Браслет мигнул жёлтым. Два раза. Ева посмотрела на него с выражением, которое у другого человека было бы раздражением, но у неё – лёгким смещением фокуса, как если бы что-то далёкое и важное отвлекло её от чего-то близкого и необязательного.

– Браслет нервничает, – сказала она. – Когда Ева говорит о том месте, частоты меняются. Не сильно. Но браслет – чувствительный.

Она говорила о браслете, как о домашнем животном – с нежностью, которую не испытывала к нему, но которую проецировала, потому что нежность нужно куда-то девать, а обычные объекты для неё потеряли смысл.

Лина смотрела на Еву и думала: вот что делает связь с человеком. Вот что «вернуться» означает на практике. Не триумф – трещина. Живая, говорящая, помнящая трещина между двумя состояниями бытия, ни в одном из которых она не была целой.

– Ваш отец считает, что спас вас, – сказала Лина. Она не планировала это говорить. Но комната, Ева, плоские глаза и свет на озере создавали пространство, в котором незапланированные слова казались единственно уместными.

Ева повернулась к ней. Улыбнулась – той самой неуместной улыбкой, запоздалой, красивой, пустой.

– Там красиво, – сказала она. – Так красиво, что Еве физически больно быть здесь. Каждую секунду. Не метафора – физика. Тело помнит частоту. Кости помнят. Когда Ева закрывает глаза, она слышит обрывки – далёкие, искажённые, как радиостанция за горизонтом. Прибор заморозил нить, но не стёр эхо. Ева – как человек, которого выдернули из воды: жив, но в лёгких – вода. И она будет там всегда.

– Отец думает, что спас, – продолжила Ева. – Он вытащил скрипку из оркестра. Скрипка цела. Скрипка помнит ноты. Скрипка даже может играть. Но скрипка знает, каково это – быть частью симфонии. И одиночная нота – после симфонии – это не музыка. Это напоминание о музыке. А напоминание хуже тишины.

Лина сидела очень тихо. Записывала ли линза – она не знала, не проверяла. Слова Евы проходили сквозь неё, как частота через резонатор, и что-то в глубине – в том месте, где три дня назад прозвучал голос с паузами – отзывалось. Не на слова. На то, что стояло за ними: опыт, который нельзя передать, но можно узнать, как узнают запах, который однажды нюхал, – не разумом, а телом.

– Скрипка думает, что она – скрипка, – сказала Ева. – Это… естественно. Скрипка не знает другого. Она вибрирует, издаёт звуки, и думает: вот это – я. Мои струны, мой корпус, моя нота. Но симфония знает иначе. Симфония знает, что скрипка – это симфония, которая временно забыла себя. Решила, что она – одна нота, одно дерево, четыре струны. Забыла, что она – весь оркестр. Все ноты. Все инструменты. Все паузы между нотами, потому что паузы – тоже музыка.

Браслет – жёлтый. Три вспышки подряд. Ева не посмотрела.
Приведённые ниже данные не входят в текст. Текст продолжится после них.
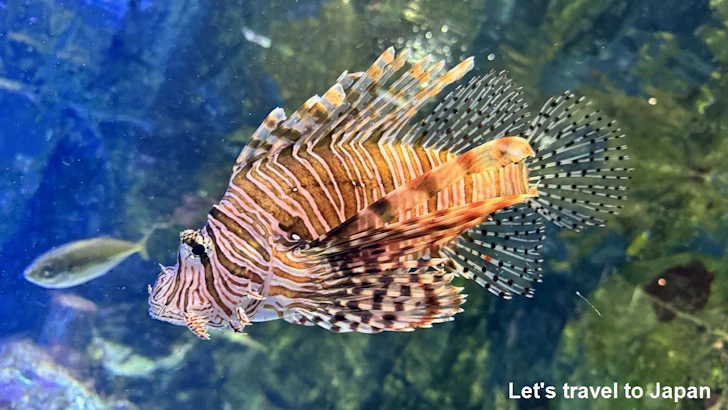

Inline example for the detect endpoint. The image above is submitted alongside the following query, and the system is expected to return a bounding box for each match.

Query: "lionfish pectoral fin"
[185,313,210,340]
[318,137,538,241]
[305,189,537,262]
[440,204,545,299]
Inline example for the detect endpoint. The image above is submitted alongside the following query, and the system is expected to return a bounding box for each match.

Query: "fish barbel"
[149,48,631,339]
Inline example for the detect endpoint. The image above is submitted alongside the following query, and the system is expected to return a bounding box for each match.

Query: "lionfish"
[149,48,631,339]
– Вы спрашиваете, есть ли там ваш муж.

Лина не кивнула. Не произнесла ни слова. Её тело – неподвижно, контролируемо, пульс семьдесят два, дыхание – ровное. Всё, чему она научилась за три года, – не реагировать, не показывать, не позволять горю прорваться наружу, – всё это работало. Стена стояла. Стена держала.

– Он есть, – сказала Ева. – И его нет. Это одно и то же.
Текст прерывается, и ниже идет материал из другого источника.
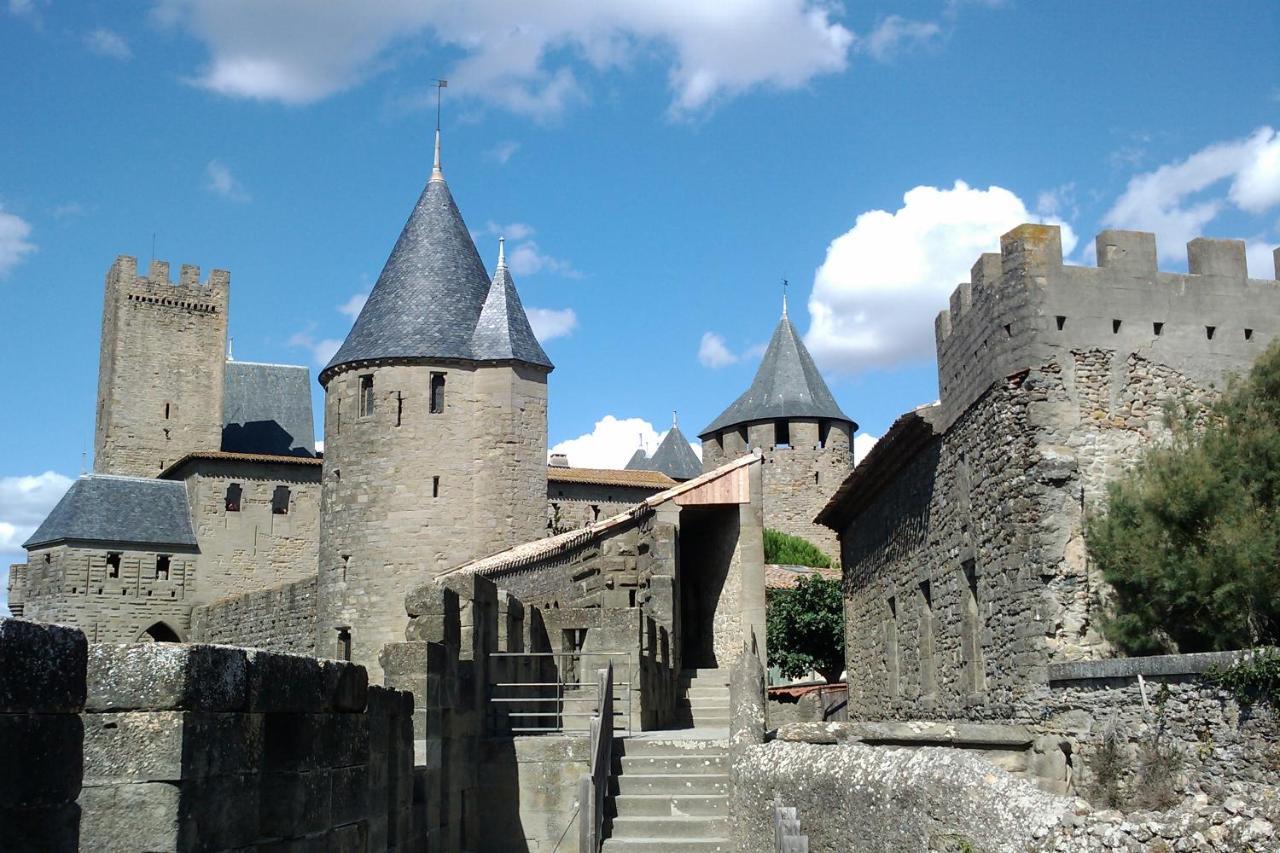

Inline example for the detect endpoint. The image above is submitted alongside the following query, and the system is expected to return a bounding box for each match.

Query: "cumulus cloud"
[84,28,133,61]
[0,205,36,278]
[805,181,1076,370]
[1103,127,1280,260]
[698,332,739,369]
[0,471,72,562]
[525,307,577,343]
[205,160,250,201]
[548,415,703,469]
[155,0,854,117]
Пауза. За окном – облако закрыло солнце, и свет в комнате изменился, стал мягче, холоднее, будто кто-то повернул регулятор яркости.
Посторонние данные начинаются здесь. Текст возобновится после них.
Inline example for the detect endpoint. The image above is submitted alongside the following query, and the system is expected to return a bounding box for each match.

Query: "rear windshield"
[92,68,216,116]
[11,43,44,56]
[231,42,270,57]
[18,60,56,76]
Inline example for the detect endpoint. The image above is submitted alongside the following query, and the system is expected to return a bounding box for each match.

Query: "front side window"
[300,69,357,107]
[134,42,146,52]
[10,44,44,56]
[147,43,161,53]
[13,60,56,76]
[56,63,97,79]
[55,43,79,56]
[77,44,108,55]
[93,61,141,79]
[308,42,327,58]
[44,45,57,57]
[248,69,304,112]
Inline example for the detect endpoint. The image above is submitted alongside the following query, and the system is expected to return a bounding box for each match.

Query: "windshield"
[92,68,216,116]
– Там нет «его» в том смысле, в каком вы это понимаете. Отдельного. Замкнутого. С именем и привычками и манерой делать паузы перед важным. – Лина вздрогнула. Ева заметила – или не заметила, её плоские глаза не давали прочитать реакцию. – Но есть нота. Его нота. Она – часть хора, но она – узнаваема. Как вы узнаёте голос в толпе. Не слова – тембр. Не мысль – ритм. Если вы были там и слушали – вы слышали его. И он – вас.